Это выше моих сил, я больше не могу. Знаю, что не должна вам писать, – я знаю это, – но эта мука побеждает все: гордость, самолюбие, мне кажется, что мне ничего не осталось, ничего, кроме этого ужасного состояния, единственным верным средством от которого является смерть. Она меня не страшит, но впереди ждет неизвестность. «Где я найду теперь силы жить и как мне пережить этот день смерти?» Никто не смог ответить на этот вопрос Ницше, кто ответит мне?
Это еще ничего не значит, что я ему написала: это только так. Я веду теперь такую деятельную жизнь; жаль только, что успехи в английском языке подвигаются медленно, так как, когда мой знакомый свободен и приходит ко мне, – мы говорим по-русски, остальное же время осматриваю Лондон одна. Практики в языке слишком мало…
Сегодня утром увидела я на столе белый конвертик с изящным почерком… Какое счастье держать его в руках, какое страдание читать письмо, которое в нем лежит!
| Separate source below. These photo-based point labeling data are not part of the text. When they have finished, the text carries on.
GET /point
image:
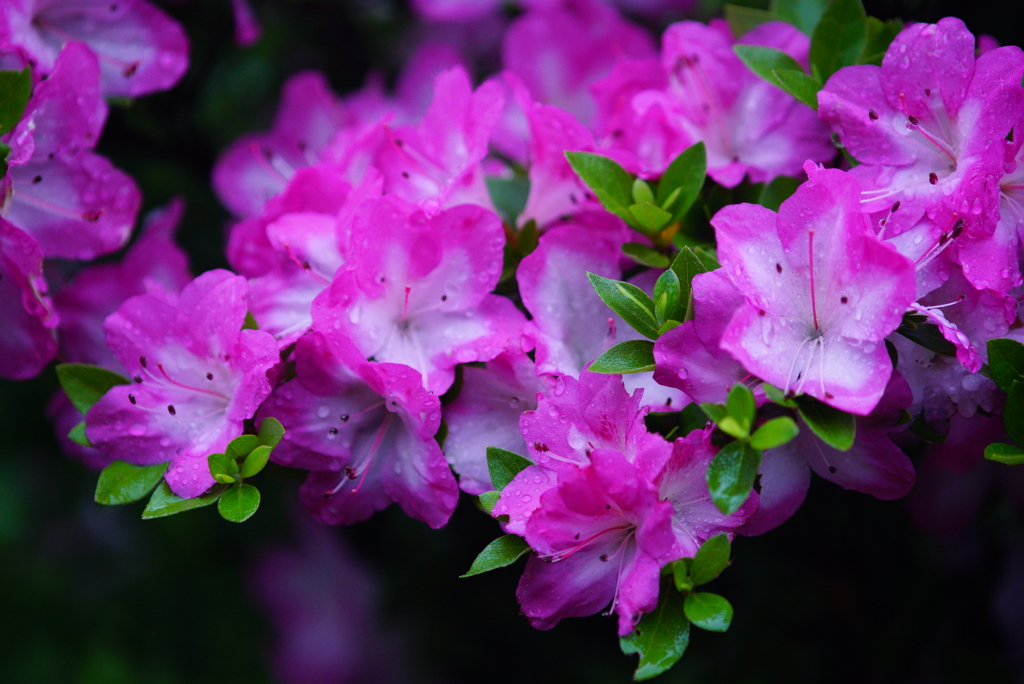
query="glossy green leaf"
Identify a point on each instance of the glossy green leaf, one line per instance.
(256, 461)
(839, 38)
(77, 435)
(1006, 361)
(741, 18)
(270, 432)
(84, 385)
(487, 501)
(15, 89)
(730, 475)
(645, 256)
(122, 482)
(629, 356)
(660, 637)
(835, 427)
(741, 405)
(164, 502)
(711, 559)
(666, 295)
(242, 444)
(805, 88)
(239, 503)
(1008, 454)
(709, 611)
(684, 175)
(504, 466)
(777, 191)
(503, 551)
(629, 301)
(611, 184)
(774, 433)
(650, 218)
(804, 14)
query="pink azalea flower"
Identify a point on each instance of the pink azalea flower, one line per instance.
(928, 127)
(415, 289)
(74, 202)
(873, 465)
(821, 292)
(27, 339)
(140, 48)
(198, 376)
(702, 91)
(367, 432)
(601, 537)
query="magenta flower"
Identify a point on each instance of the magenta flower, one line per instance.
(821, 292)
(74, 202)
(27, 339)
(415, 289)
(140, 48)
(367, 432)
(197, 377)
(928, 127)
(601, 537)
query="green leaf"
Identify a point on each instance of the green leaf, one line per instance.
(86, 384)
(712, 558)
(164, 502)
(487, 501)
(839, 38)
(629, 356)
(239, 503)
(880, 35)
(256, 461)
(504, 466)
(835, 427)
(610, 182)
(1008, 454)
(660, 637)
(270, 432)
(509, 196)
(666, 295)
(641, 191)
(503, 551)
(774, 433)
(804, 14)
(222, 468)
(742, 18)
(777, 191)
(730, 475)
(15, 89)
(709, 611)
(765, 60)
(1006, 361)
(741, 405)
(629, 301)
(122, 482)
(649, 217)
(685, 175)
(645, 256)
(242, 444)
(1013, 412)
(77, 435)
(686, 264)
(805, 88)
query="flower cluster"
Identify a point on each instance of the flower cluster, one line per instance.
(511, 289)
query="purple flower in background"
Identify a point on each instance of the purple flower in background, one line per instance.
(366, 430)
(140, 48)
(197, 377)
(821, 292)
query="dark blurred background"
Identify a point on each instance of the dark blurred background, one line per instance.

Мадемуазель, – читала я, – вы слишком цельны, слишком умны, слишком философичны, слишком очарованы своими идеями! Помните ли слова Священного Писания: «Блаженны нищие духом, ибо их есть Царство Небесное»… Истолкуйте их, как хотите, найдите им применение, какое пожелаете, я же расскажу вам в двух словах, как я их перевожу и понимаю: «Кто ищет, не найдет; кто думает – повредится в уме от своих мыслей, кто хочет знать – не узнает; человек заперт в малости своего мозга, он пытается достичь величия, посредством науки приблизиться к конечному и бесконечному, но лишь встречает границы своего бессилия: чем больше он знает, тем яснее понимает, что не достигнет знания; чем яснее понимает, что не достигнет знания, – тем больше он страдает; чем больше он страдает, тем сильнее проклинает свою жизнь; чем сильнее он проклинает свою жизнь, тем больше ему хочется умереть. Вот в чем, мадемуазель, ваша беда. Вам не покинуть замкнутого круга, который предопределен человеку в жизни так же, как и в смерти. Смиритесь с тем, что вы никто, даже если вам кажется, что вы можете стать кем-то. Потому что невозможно быть меньше, чем ты есть, и вряд ли можно быть больше. Вы – одна из форм универсальных вещей, – необходимо, чтобы нечто объединяющее оживляющие вас атомы было либо в вас, либо вне вас. Но сама вы не более чем случайность. Научитесь помнить об этом и этим довольствоваться; ваша беда будет так же бессмысленна, как и ваша жизнь.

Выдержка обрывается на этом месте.